Whisper of the Heart is one of those brilliant films for which no description comes easily. Tsukishima Shizuku is about to enter high school. When she “should” be studying, she reads books. Shizuku notices that someone named Amasawa Seiji has borrowed many of the books she reads before her. In Shizuku’s mind, Amasawa Seiji becomes an idealised model of dreaminess.
Shizuku comes to meet a boy who turns out to be Seiji but neglects to mention this fact for some time. Seiji is dedicated to the creation of violins, and wishes to go to Italy to apprentice and find if he has talent. This inspires Shizuku to write a story based upon Baron, a cat doll from the antique store owned by Seiji’s grandfather.

Shizuku’s struggle is likely to resonate with people who have attempted self-expression. She is an “unpolished precious stone”, with the film revealing the encouraging message that not everything has to be perfect right out. Mastery can take years, and instead of frustration one should feel pride in their work. This is an important message, and encouraging. It is certainly better than telling children that they “ain’t got nothin’, so don’t bother tryin'”. It’s not really moralising, so much as it is character building. While characters sometimes complain about their preaching, nothing really comes across as annoyingly preachy.
The film is capped by a ridiculous, overly ideal ending, but this does not matter. The point at which it leaves is quite beautiful, in a nice way. It is unbelievable, but this is in no way an issue. The joy that it instills in the heart of man is well worth it despite any impracticalities associated.

Miyazaki scripted Whisper of the Heart, but Kondo is given more than ample space to express himself. This feels like no other Studio Ghibli film, despite their uniform character design. Shizuku is a character that tries to throw herself into stories, such as following a stray cat in the hope that it will lead her to a new world. In a way, it does: she discovers the World Emporium, a shop that is practically overflowing with inspiration.

Kondo has no difficulty in letting big moments carry the viewer away; there is a whole segment devoted to singing the movie’s theme that starts out uncertainly and grows and grows until there is some sort of magic in the air, and it’s almost sad to see it end. This scene prospers due to a lack of editing and the characters’ refusal to be shy. This is definitely a highlight of the film.

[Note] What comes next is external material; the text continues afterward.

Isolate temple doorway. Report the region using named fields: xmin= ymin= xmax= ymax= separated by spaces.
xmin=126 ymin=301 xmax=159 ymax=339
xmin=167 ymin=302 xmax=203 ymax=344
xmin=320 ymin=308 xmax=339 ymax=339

There is another point where-in the World Emporium owner fixes a “Porco Rosso” clock and takes the time to tell Shizuku the tale behind the clock – interesting stuff not related to the plot but somehow still an integral part of the film. Due to the focus on Shizuku at all times, this does not bear the burden of making the film too sprawling and hard to follow. If anything, it becomes more personal.

Kondo has some interesting visual ideas, particularly the best symbol of death ever that doesn’t actually end with a death. The story that Shizuku writes based around Baron shows up in several scenes, and not only is it an interesting story but it is presented in an incredible way, like a sort of jewelled version of the film. As excerpts it works really well, not having much to do with the story at hand, but frequently giving Shizuku inspiration which is quite elating.

The film’s theme is “Take Me Home, Country Roads”. It gets the movie off to a bad start – Olivia Newton-John singing an anime theme, man! – But as Miyazaki transforms the song into Japanese, and the lyrics more appropriate to teenaged girls, it becomes personal and a huge part of the film’s feel. There’s also a cynical version of the song named “Concrete Roads” that seems quite funny coming out of the mouth of a teenaged girl but would sound really quite bad coming from Miyazaki himself. Times like these make one glad for ciphers. Nomi Yuji’s score is practically never ending, and really quite inspirational every step of the way – a real companion for Shizuku.

Whisper of the Heart is an easy film that promotes a feeling in the end. It’s very hard to come out of it not feeling good, due to its delightful resonance.

Studio Ghibli Collection playing at the Valhalla and Chauvel cinemas until January 16 2005.